Esta circunstancia no es anecdótica, sino que ha tenido muchas implicaciones. La primera de ellas es que la muerte de Franco nunca supuso el fin del régimen. Al día siguiente España seguía siendo una dictadura, aunque esto no impidió el proceso hacia una democracia como la que tenemos hoy. Pero el fin de la dictadura, que podemos datar sobre 1977 o 1978, tampoco llevó implícita la desaparición del franquismo.

El relato oficial presentó la Transición como un caso paradigmático de reconciliación fraternal que quiso venderse como modelo para los regímenes autoritarios de América Latina o en los países del este de Europa, pero nadie lo compró. En estos países se derribaron los regímenes, en muchos casos de forma pacífica, pero esto no fue un obstáculo para depurar responsabilidades, para hacer públicos los archivos de la represión política y para llevar a juicio o marginar a los principales protagonistas de la opresión. En España esto no ocurrió. En 1977, la misma ley de amnistía que liberaba a los presos políticos, se cuidó de amnistiar a las autoridades y funcionarios del franquismo, y hoy, medio siglo más tarde, todavía sigue en vigor la Ley de secretos oficiales de 1968. Pero este pacto de silencio fue más allá de lo del franquismo se fuera desvaneciendo y desapareciendo. Gracias a ello, hoy la mayoría de españoles saben más de la Segunda Guerra Mundial que de la Guerra Civil, de la que pocos sabrían mencionar alguna batalla importante o un militar destacado. A lo largo de estos cincuenta años se han hecho muchos chistes de Franco, pero nunca se ha hablado en serio de las familias y empresas que se aprovecharon de un régimen criminal y corrupto. La amnesia de la Transición había funcionado.

La necesidad de romper hoy este silencio no debe ser un clamor para la venganza, sino la asunción de la responsabilidad colectiva del pasado. Una sociedad que no es capaz de enfrentarse a sus fantasmas no deja de ser una sociedad inmadura y mal cohesionada, y esa inmadurez es, curiosamente, uno de los aspectos que más han perdurado del franquismo: la idea de que los españoles son gente apasionada y buena de encender, a los que mejor esconder las cosas para que no tomen daño. Una idea bastante pesimista de la gente de este país que en la Transición fue admitida sin discusión por casi todo el mundo.
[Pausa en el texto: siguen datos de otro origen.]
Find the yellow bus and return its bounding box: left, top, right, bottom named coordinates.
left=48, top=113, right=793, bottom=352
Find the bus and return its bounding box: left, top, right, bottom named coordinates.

Mantener esta visión cainita de España es la última jugada maestra del franquismo, lo que le ha permitido mantenerse latente como un herpes, esperando una nueva oportunidad. El actual desprestigio de la clase política o el colapso de algunos servicios públicos han creado el marco ideal para que pueda reaparecer e imponer su relato aprovechando la amnesia que dejó el nefasto pacto de silencio de la Transición. Al igual que Franco, el franquismo nunca ha sido derrotado y, con la buena salud que parece tener últimamente, continuará también por muchos años invicto.